Local movies highlight film fest

The Hawaii Ocean Film Festival returns to Waipa at 6 p.m. Saturday. Outdoor screenings of feature and short films about marine resources, ocean recreation, and our cultural connections to the sea.

The 2.5 hour festival of independent films begins with local stories about people and organizations that work to preserve and protect nearshore environments through volunteerism and the environmental sciences.

“The festival goal is to encourage the viewers to pick a beach, whether it is near their home, or their favorite, or maybe just the beach that really needs some extra attention – and make a commitment to protecting and preserving that resource once in a while,” said HOFF Director Melinda Sandler. “Or make a donation to a local organization doing the work already.”

The family friendly festival begins with filmmaker Brady Cushway’s touching tribute to Kauai’s beloved ocean advocates, Kathy and Bobo Ham Young, a mother and son who both passed away recently, showing the avid anglers enjoying the North Shore with friends and family.

Stephen Watkins of Lihue, is the festival’s local filmmaker profile for 2014. His film, “Spirit Of Aloha,” is a heartwarming music video featuring a montage of clips inspired by the families involved in outrigger events.

“Living on Kauai and building new friendships has given me an inner peace that I thought could not be matched,” Watkins said. “Having my film featured at the Hawaii Ocean Film Festival brings me to a new level of joy because the beauty of the island and caring nature of the people who live here can now be shared with others.”

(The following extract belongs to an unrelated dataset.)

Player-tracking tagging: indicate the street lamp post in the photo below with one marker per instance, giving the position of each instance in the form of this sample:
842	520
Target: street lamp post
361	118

As Watkins Productions, he applies a bachelor’s degree in television production and a master’s in instructional technology and digital media to educational and philanthropic projects. He is a website builder, photographer and videographer who provides technical support for the Performing Arts Center and other live performance venues in addition to video segments for Kauai Community College.

The Surfrider Trilogy follows with a message from the National Surfrider Foundation to “Rise Above Plastics and Pick Up Your Butts.” It is followed by Robert Zelkovsky’s (Bamboo Moon production) film, “Surfrider Net Pickup,” which documents the efforts of the Kauai chapter and its faithful volunteers.

One element, “STEM” (Science, Technology, Engineering, Mathematics) is a Surfrider partnership with Kauai Community College. The film features local scientist and Surfrider member Carl Berg, who regularly tests Japanese tsunami debris for radioactivity.

Watkins adds another short piece to the trilogy with a documentary on the work of Jessica Austin and Leah Sousen, who monitor debris and pollution at Kee Beach.

The fields of ocean archeology follows with the 30-minute film, “Lightning Strikes Twice,” featuring NOAA’s discovery of the whaleship wreck, “Two Brothers,” which struck the reef and sank in the French Frigate Shoals area of the Hawaiian Islands in 1823. The film should inspire young people to explore the ocean sciences and scuba divers will also enjoy the footage, say festival organizers.

The Two Brothers captain was George Pollard Jr., who had captained and survived a whale strike on the whaleship “Essex.” It inspired Herman Melville’s novel, “Moby Dick.”

“Waverider” by filmmaker Gareth Davies is the story of Esei Tokovou, a Fijian boatman and surf guide who won a wildcard entry Volcom Fiji Pro World Championship competition. Using hand-me-down boards and without a trainer or support team, Tokovou readies to compete against the top surfers in the world for more than $400,000 in prize money.

Esei carries the hopes of a nation into competition at Cloudbreak on Tavarua Island, rated by many big wave surfers as the best wave in the world.

Hawaii Ocean Film Festival selects films sent from around the world, with a goal of finding entertaining stories that also offer an educational component on the most pressing problems facing our environment that will relate to the local audience.

The topic is overfishing is highlighted in the 2015 HOFF. Films received this year describe, and offer possible solutions to the trafficking of IUU (illegal, unreported and unregulated) fish.

“Fish-I Africa”, is film from The Pew Charitable Trust that shows how poorer countries small, illegal industrial fishing boats are taking one-fifth of the global tuna catch from the Western Indian Ocean near Southeast Africa.

“Fish-I Africa is uniting coastal countries Comoros, Kenya, Madagascar, Mauritius, Mozambique, Seychelles and the United Republic of Tanzania to help put a halt to large-scale illegal fishing in an area covering 500 million square kilometers of the Indian Ocean — the second-largest fishery in the world next to the Pacific.

The first HOFF events were held at the War Memorial Convention Hall on Kauai, Honolulu Academy of Arts, Hilo Palace Theater, and Maui Arts and Cultural Center. The venue moved to outdoor screens to handle larger crowds but also to immerse the audience in the natural environment with warms winds, salty air, and the occasional blessing and rainbows.

Tickets are $5 and guests are encouraged to bring blankets and beach chairs. Advance tickets are available at Hanalei Surf Company, and Paradise Music kiosk outside of Foodland. Join Surfrider the night of the event and get in free. For information visit waipafoundation.org and hawaiioceanfilmfestival.org.